BIMATA.ID, JAKARTA – Dalam pembuatan Perpu Cipta Kerja, Ketua Umum Asosiasi Pengusaha Indonesia (Apindo) Hariyadi B. Sukamdani mengaku tak dilibatkan oleh Pemerintah dalam pengesahan Permenaker Nomor 18 Tahun 2022 tentang Penetapan Upah Minimum Tahun 2023.
“Kita nggak diundang. Kita juga sedih, tiba-tiba muncul kita kaget. Karena waktu Permenaker (No. 18/2022) kita juga nggak diajak ngomong. Dalam perjalanan ini kita menempa juga untuk lebih mature, lebih matang lah menghadapi ini,” kata Ketua Umum dalam konferensi pers di kantor Apindo, Dikutip dari tempo, Rabu (04/01/2023).
Menurut dia, seharusnya semua pihak dilibatkan oleh Pemerintah, Sehingga Pemerintah tak perlu mengambil sepenuhnya suara dari pemberi kerja atau pekerja.

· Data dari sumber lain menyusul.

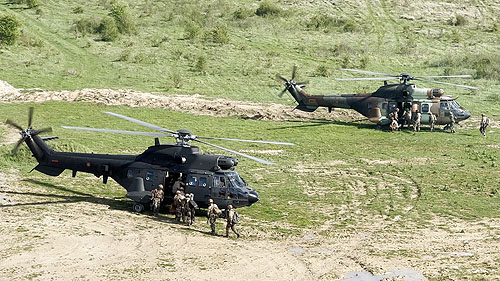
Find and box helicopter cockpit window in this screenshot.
[198,177,207,187]
[145,172,155,181]
[188,176,198,186]
[127,170,134,178]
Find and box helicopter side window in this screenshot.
[127,170,134,178]
[198,177,207,187]
[146,172,155,181]
[188,176,198,186]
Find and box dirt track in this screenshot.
[0,81,500,281]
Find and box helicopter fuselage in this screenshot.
[287,83,470,125]
[25,135,259,212]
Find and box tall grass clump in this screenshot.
[0,15,19,46]
[255,0,283,17]
[109,1,136,34]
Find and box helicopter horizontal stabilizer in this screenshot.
[294,104,318,112]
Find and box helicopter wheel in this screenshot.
[132,202,144,213]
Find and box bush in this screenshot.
[233,7,253,20]
[205,24,229,44]
[255,0,283,17]
[97,17,119,41]
[184,21,201,39]
[194,56,207,73]
[0,15,19,46]
[109,1,135,34]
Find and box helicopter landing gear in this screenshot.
[132,202,144,213]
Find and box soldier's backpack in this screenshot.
[233,212,240,224]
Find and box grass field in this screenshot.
[0,102,500,236]
[0,0,500,114]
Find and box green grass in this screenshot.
[0,102,500,235]
[0,0,500,114]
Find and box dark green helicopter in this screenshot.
[6,107,294,212]
[277,66,477,128]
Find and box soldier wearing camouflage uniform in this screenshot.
[182,194,192,226]
[224,205,240,238]
[429,112,437,132]
[173,190,184,222]
[151,184,164,216]
[413,111,422,132]
[450,111,457,134]
[479,113,490,137]
[207,199,222,235]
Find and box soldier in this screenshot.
[173,190,184,222]
[224,205,240,238]
[403,108,411,129]
[479,113,490,137]
[151,184,164,216]
[207,199,222,235]
[429,111,437,132]
[413,111,422,132]
[182,194,193,226]
[189,193,198,224]
[450,111,457,134]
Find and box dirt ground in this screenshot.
[0,83,500,281]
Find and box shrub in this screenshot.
[0,15,19,46]
[255,0,283,17]
[233,7,253,20]
[205,24,229,44]
[194,56,207,73]
[109,1,135,34]
[73,6,83,14]
[97,16,119,41]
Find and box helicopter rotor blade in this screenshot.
[5,119,24,131]
[197,136,295,145]
[415,78,477,90]
[61,126,170,137]
[11,137,26,154]
[341,68,398,77]
[194,139,275,165]
[415,74,472,78]
[31,127,52,136]
[335,77,398,81]
[104,111,177,134]
[28,106,35,128]
[276,74,288,82]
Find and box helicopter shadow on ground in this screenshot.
[0,179,219,235]
[269,119,375,130]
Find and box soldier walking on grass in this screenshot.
[151,184,164,216]
[429,111,437,132]
[479,113,490,137]
[224,205,240,238]
[413,111,422,132]
[207,199,222,235]
[450,111,457,134]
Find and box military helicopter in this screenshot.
[5,107,294,213]
[277,66,477,129]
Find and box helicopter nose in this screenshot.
[248,190,259,205]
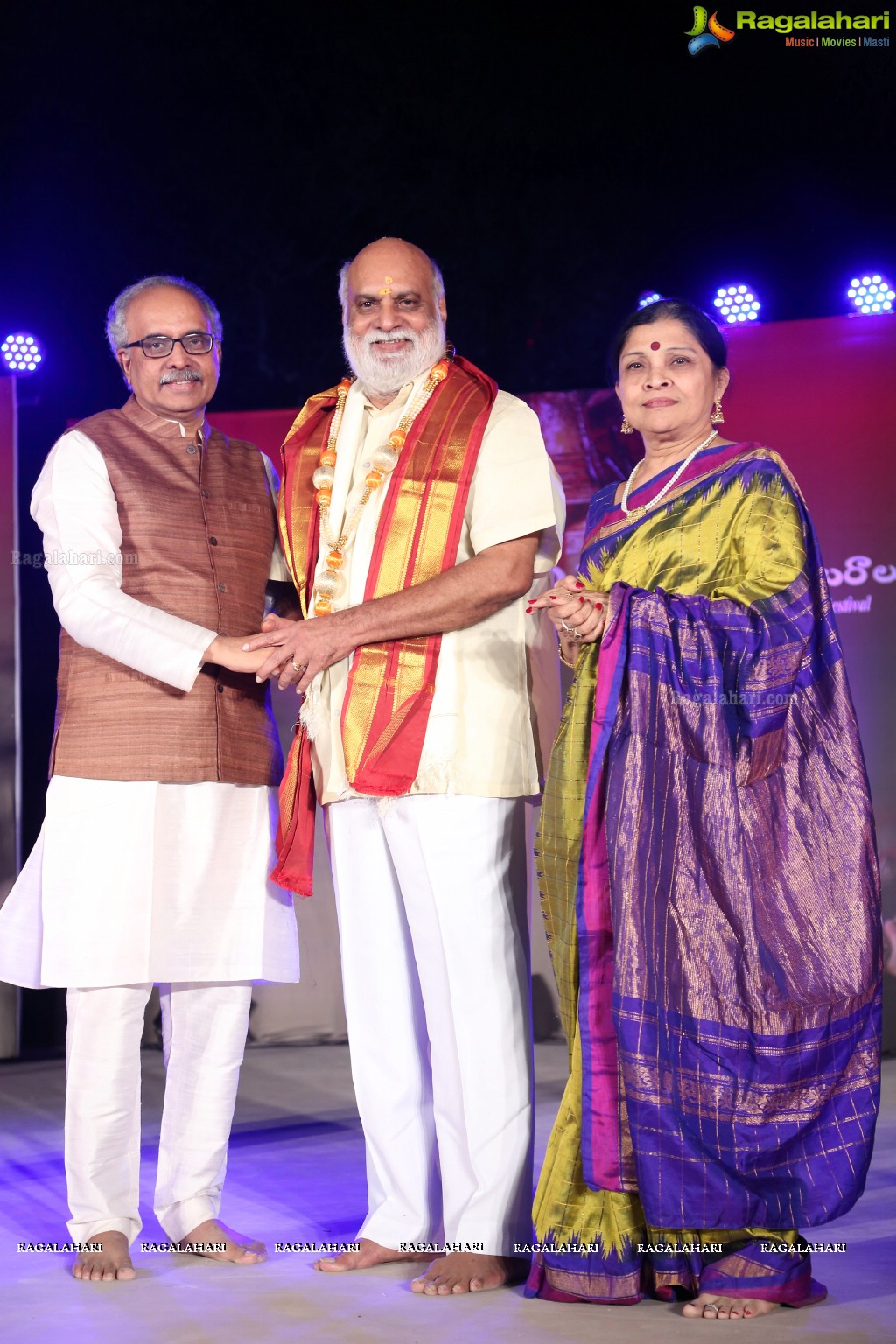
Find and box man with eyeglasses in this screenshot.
[0,276,298,1279]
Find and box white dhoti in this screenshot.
[326,794,532,1256]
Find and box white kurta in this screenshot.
[0,421,298,988]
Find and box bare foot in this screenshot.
[314,1236,430,1274]
[681,1293,780,1321]
[71,1233,137,1284]
[411,1251,529,1297]
[884,920,896,976]
[180,1218,268,1264]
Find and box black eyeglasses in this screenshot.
[121,332,215,359]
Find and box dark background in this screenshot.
[0,0,896,1048]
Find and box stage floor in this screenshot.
[0,1041,896,1344]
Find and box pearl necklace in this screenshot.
[620,429,718,517]
[312,351,450,615]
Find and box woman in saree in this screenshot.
[528,301,881,1319]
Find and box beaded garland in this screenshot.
[620,429,718,517]
[312,351,450,615]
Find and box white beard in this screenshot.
[342,314,444,396]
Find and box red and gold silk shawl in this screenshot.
[271,358,497,895]
[537,444,880,1227]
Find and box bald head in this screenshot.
[339,238,444,318]
[339,238,447,406]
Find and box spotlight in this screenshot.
[712,285,761,323]
[0,332,43,378]
[846,274,896,317]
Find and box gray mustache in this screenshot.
[158,368,203,386]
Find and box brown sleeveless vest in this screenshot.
[50,396,282,785]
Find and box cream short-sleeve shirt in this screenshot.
[302,374,565,804]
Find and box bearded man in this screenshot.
[244,238,563,1296]
[0,276,298,1279]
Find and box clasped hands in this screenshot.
[206,612,352,692]
[527,574,610,654]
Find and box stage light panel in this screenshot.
[846,271,896,317]
[712,285,761,323]
[0,332,43,378]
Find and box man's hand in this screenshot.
[203,634,280,672]
[529,575,608,662]
[243,532,539,691]
[243,612,354,692]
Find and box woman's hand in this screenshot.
[527,575,608,662]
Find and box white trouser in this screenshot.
[326,794,532,1254]
[66,981,253,1242]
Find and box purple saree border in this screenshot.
[577,589,630,1191]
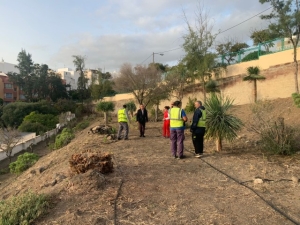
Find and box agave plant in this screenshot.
[243,66,266,102]
[205,94,243,151]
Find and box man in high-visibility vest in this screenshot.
[190,101,206,158]
[117,105,129,140]
[169,101,187,159]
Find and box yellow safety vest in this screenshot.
[118,109,128,123]
[170,108,184,127]
[197,109,206,127]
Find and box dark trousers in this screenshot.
[192,133,204,155]
[139,122,146,136]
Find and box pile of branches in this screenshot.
[89,125,115,134]
[69,150,113,174]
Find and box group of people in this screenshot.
[117,101,206,159]
[117,105,148,140]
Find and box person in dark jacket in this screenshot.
[190,101,206,158]
[136,105,148,137]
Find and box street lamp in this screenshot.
[152,52,164,64]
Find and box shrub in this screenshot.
[0,192,49,225]
[9,152,39,174]
[184,97,197,113]
[74,120,90,130]
[54,128,75,149]
[260,117,297,155]
[292,93,300,108]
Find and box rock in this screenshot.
[253,178,264,185]
[38,167,46,173]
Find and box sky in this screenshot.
[0,0,271,73]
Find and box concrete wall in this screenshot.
[0,113,75,161]
[104,48,300,109]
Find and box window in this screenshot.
[4,83,13,89]
[5,93,13,99]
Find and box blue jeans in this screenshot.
[170,129,185,157]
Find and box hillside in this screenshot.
[0,99,300,225]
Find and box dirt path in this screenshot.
[0,118,300,225]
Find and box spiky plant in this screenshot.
[205,94,243,151]
[243,66,266,102]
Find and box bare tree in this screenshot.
[183,3,217,101]
[0,128,22,162]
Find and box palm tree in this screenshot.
[243,66,266,102]
[205,94,243,152]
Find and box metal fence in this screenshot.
[217,36,300,65]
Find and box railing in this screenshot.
[217,38,300,65]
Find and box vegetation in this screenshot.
[1,101,58,127]
[241,51,268,62]
[205,94,243,151]
[259,0,300,94]
[0,127,22,162]
[96,102,115,125]
[184,97,197,113]
[216,40,249,65]
[243,66,266,102]
[74,120,90,131]
[54,128,75,149]
[18,111,59,135]
[292,93,300,108]
[9,152,39,174]
[182,6,217,101]
[0,192,49,225]
[248,101,299,155]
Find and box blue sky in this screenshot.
[0,0,268,72]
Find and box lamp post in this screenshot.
[152,52,164,64]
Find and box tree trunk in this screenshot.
[104,112,108,126]
[294,46,299,94]
[216,137,222,152]
[155,104,159,122]
[253,79,257,102]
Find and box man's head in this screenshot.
[173,101,181,107]
[194,101,202,109]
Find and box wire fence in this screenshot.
[217,36,300,65]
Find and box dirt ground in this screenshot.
[0,99,300,225]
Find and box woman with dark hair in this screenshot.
[163,106,170,138]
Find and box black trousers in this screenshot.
[192,133,204,155]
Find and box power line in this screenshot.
[218,6,273,35]
[140,6,273,64]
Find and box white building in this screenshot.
[57,68,79,90]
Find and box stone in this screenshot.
[253,178,264,185]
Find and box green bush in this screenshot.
[292,93,300,108]
[74,120,90,130]
[1,101,58,127]
[0,192,49,225]
[54,128,75,149]
[184,97,197,113]
[9,152,39,174]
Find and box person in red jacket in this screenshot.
[163,106,170,138]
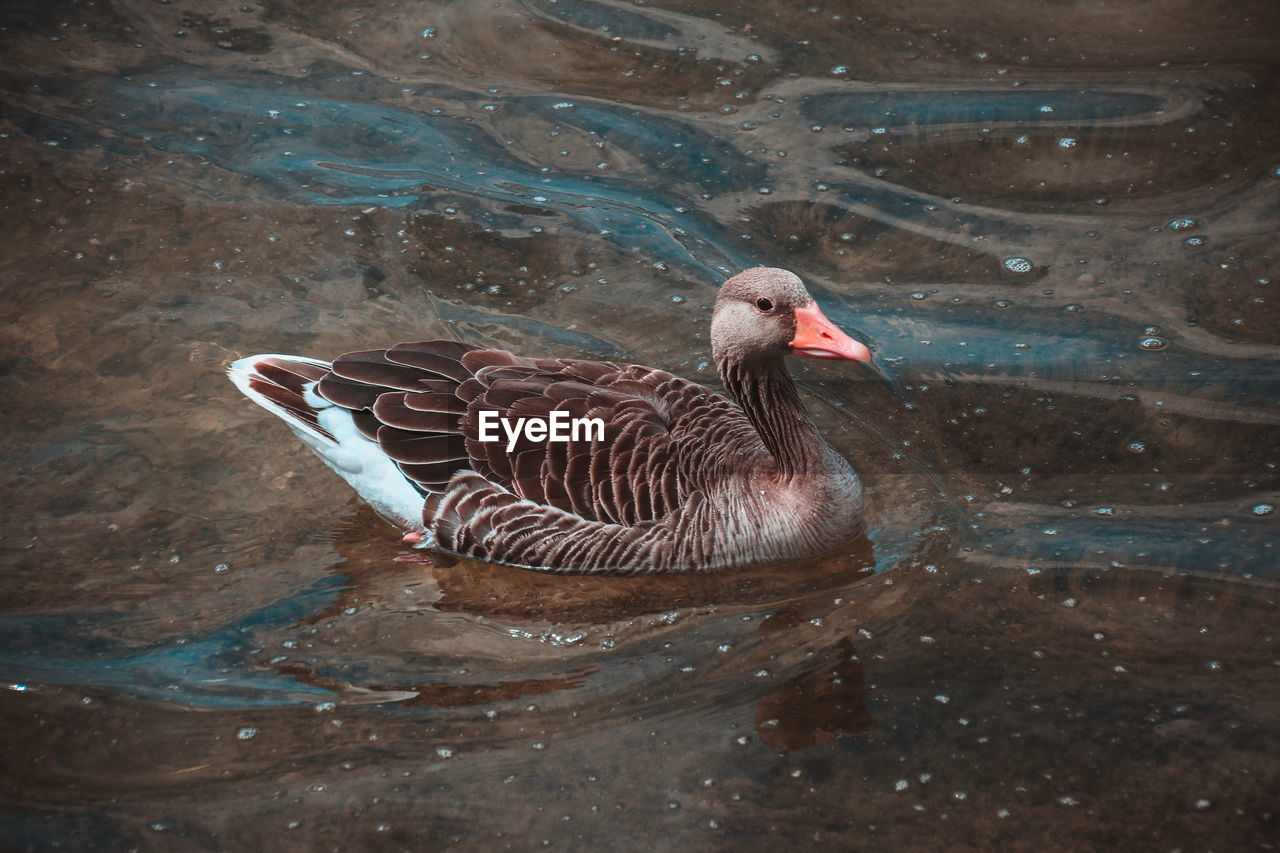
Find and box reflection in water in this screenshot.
[0,0,1280,849]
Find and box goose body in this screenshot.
[228,268,870,571]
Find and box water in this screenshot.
[0,0,1280,850]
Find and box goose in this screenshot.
[228,268,870,573]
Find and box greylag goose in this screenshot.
[228,268,870,571]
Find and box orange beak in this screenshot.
[791,304,872,361]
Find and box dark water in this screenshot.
[0,0,1280,850]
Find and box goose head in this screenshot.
[712,266,872,364]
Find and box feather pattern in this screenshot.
[229,269,869,571]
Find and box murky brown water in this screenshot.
[0,0,1280,850]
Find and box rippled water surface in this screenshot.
[0,0,1280,850]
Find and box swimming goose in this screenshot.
[228,268,870,571]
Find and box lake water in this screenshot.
[0,0,1280,850]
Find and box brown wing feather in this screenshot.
[269,341,750,565]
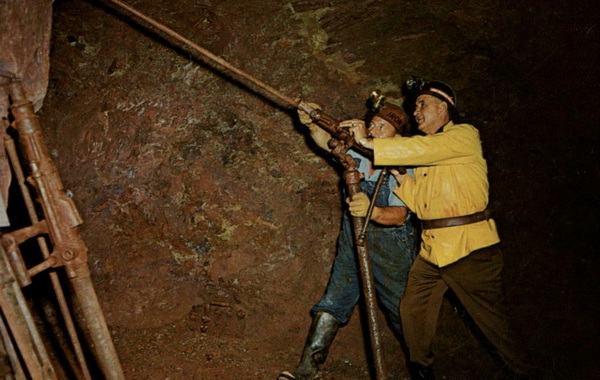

“Ini kan lucu, kita yg ngasih kerjaan, kita yg ngasih gaji, kita nggak diajak ngomong, tiba-tiba main putus saja. Jadi, ya udah. Setahu saya, sepengetahuan kami teman-teman lain juga nggak ada yang diajak bicara,” sambung dia
Apindo menuturkan, Pengaturan outsourcing dalam perpu cipta kerja dibatasi. Pasal 64 ayat (2) Perpu No 2 Tahun 2022 tentang Cipta Kerja yang berbunyi ‘Pemerintah menetapkan sebagian pelaksanaan pekerjaan sebagaimana dimaksud pada ayat (1)’.
“Outsourcing itu bukan untuk mencari pekerja murah, tapi adalah untuk mencari pekerja terampil. Ini pesan utama, karena yang kita hadapi saat ini bukan lagi mencari pekerja murah tapi pekerja terampil yang buat perusahaan tetap bisa berkelanjutan dan tetap efisien dalam menjalankannya,” kata anggota Komite Regulasi dan Hubungan Kelembagaan Apindo Susanto Haryono.
Sementara pada point upah minimum, Apindo memandang upah minimum tersebut akan mengakibatkan pengurangan tenaga kerja. Hal ini tertuang dalam Pasal 88 D ayat (2) Perpu Cipta Kerja yang berbunyi ‘Formula penghitungan Upah minimum sebagaimana dimaksud pada ayat (1) mempertimbangkan variabel, pertumbuhan ekonomi, inflasi, dan indeks tertentu’.
“Jadi, investasi yang masuk nanti padat modal lagi, makanya dalam rumusan Perpu itu sebetulnya ada satu hal agak mengganjal, disitu pertimbangannya inflasi, pertumbuhan ekonomi, dan indeks tertentu. Padahal, yang namanya pertumbuhan ekonomi belum tentu linier dengan penyerapan tenaga kerja, kenapa kami bilang tidak linier? Karena supply dan demand, supply tenaga kerja berapa, demand yang mau nerima berapa,” jelas Hariyadi.